それは紅花の演技しかり、想いさえ凌駕する。
「どうした? 緋美……そちの役柄をあまりにも先ほどまでと違いすぎる」
緋美は冷たい表情を浮かべる。
「なにまことに難なきこと……母上さまが逝った事実を心に留めれば演劇などいとも容易くこなせるということです」
異様な変わりように背からえも言わぬ汗が流るる紅花。
「母上……演劇とは難しきことなきこと、悟り申しました。壇上、上がること……楽しみにございます。他の台詞も噛み締めますのでこれにて失礼するにございます」
「緋美……」
手を伸ばす紅花をさらりと交わす。
「母上……心とはいとも容易く壊れるものですな……それは喜劇とは思われませぬか?」
そう言葉を残し、緋美はその場を去った。背を見送る紅花。
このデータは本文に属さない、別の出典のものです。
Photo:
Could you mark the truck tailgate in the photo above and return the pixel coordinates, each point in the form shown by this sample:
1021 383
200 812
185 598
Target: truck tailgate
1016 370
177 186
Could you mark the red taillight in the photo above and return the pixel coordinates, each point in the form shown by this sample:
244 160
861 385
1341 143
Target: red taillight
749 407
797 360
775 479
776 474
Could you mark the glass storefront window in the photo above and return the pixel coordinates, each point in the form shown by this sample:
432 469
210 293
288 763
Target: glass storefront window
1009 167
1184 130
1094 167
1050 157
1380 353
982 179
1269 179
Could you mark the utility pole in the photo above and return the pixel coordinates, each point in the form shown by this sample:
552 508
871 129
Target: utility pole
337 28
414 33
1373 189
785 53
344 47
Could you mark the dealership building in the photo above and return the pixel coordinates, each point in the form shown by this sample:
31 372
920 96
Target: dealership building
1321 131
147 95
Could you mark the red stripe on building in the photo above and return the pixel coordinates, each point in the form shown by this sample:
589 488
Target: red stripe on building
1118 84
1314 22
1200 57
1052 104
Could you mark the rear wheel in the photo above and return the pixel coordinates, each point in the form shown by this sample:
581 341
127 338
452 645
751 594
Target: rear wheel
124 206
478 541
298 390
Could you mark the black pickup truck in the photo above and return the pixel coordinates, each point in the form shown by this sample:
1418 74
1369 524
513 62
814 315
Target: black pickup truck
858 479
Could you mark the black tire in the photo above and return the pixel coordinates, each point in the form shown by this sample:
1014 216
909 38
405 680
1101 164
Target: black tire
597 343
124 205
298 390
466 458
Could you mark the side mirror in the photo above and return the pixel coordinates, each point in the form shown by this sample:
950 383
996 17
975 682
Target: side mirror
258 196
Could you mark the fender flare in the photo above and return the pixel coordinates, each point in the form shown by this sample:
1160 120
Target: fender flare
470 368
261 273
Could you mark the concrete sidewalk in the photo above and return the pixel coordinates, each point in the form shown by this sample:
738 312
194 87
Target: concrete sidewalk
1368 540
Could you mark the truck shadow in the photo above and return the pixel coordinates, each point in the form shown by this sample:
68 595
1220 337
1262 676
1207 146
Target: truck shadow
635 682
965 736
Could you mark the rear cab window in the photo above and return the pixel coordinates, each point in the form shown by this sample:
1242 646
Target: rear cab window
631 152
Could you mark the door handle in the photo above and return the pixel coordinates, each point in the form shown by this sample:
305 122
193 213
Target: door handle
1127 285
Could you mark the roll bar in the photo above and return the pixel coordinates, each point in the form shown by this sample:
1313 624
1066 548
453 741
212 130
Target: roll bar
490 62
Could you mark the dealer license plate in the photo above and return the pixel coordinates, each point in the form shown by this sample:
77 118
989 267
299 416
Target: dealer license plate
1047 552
そして、緋美の顔は『罰』を背負うが如く、純粋無垢な陰は消え去り、すべてを許せぬ憎悪に歪んでいた。それは己のかすかに残る紅花への愛ある心さえも許せぬほどに……。
「あれは……」
根音の目が桃色に輝く。ひとり歩いている緋美を見つけ、相変わらずな姿を晒す。
「こら、根音……また主は……ほんに、ませガキ!」
「うるせえ、跳ねっ返り! 一度、あの方の爪の垢でも煎じて飲ませてもらえ! 少しはおなごらしくおしとやかになるだろうて……ほんに根子は欠片もない……」
「こら! 根音……言うてよいこと、悪いことがあります……」
清はがしっと根音の肩を両手で掴み、膝を折り目線を合わせ叱る。
「根音……そなたはそんな子ではないはずです……根音も根子もほんに優しい子。ならば見失ってはなりませぬ」
清の剣幕にしゅんとなる。
「許してたもれ」
素直に頭を垂れた。清は微笑み根音の頭を撫でる。その様子に気付く緋美。
「この前はほんに……」
根音はすぐさま先日のぶつかった件を謝ろうとした。しかし、緋美は冷たい視線を投げかけたまま、何も言わず立ち去った。立ち尽くす根音。
「なんか……違う目……」
清も気付く。
「あれは……何があった? この前の童女か……げに冷たい目……」
根子はひとり感ずる。
──あれは清さまが静さまに向ける目と同じ……冷たく憎悪と怒りに囚われた哀しき目──
そして、三人の背後には何かを失った紅花が追いかけはすれど愛しき娘を掴まえることのできない紅花が立ち尽くしていた。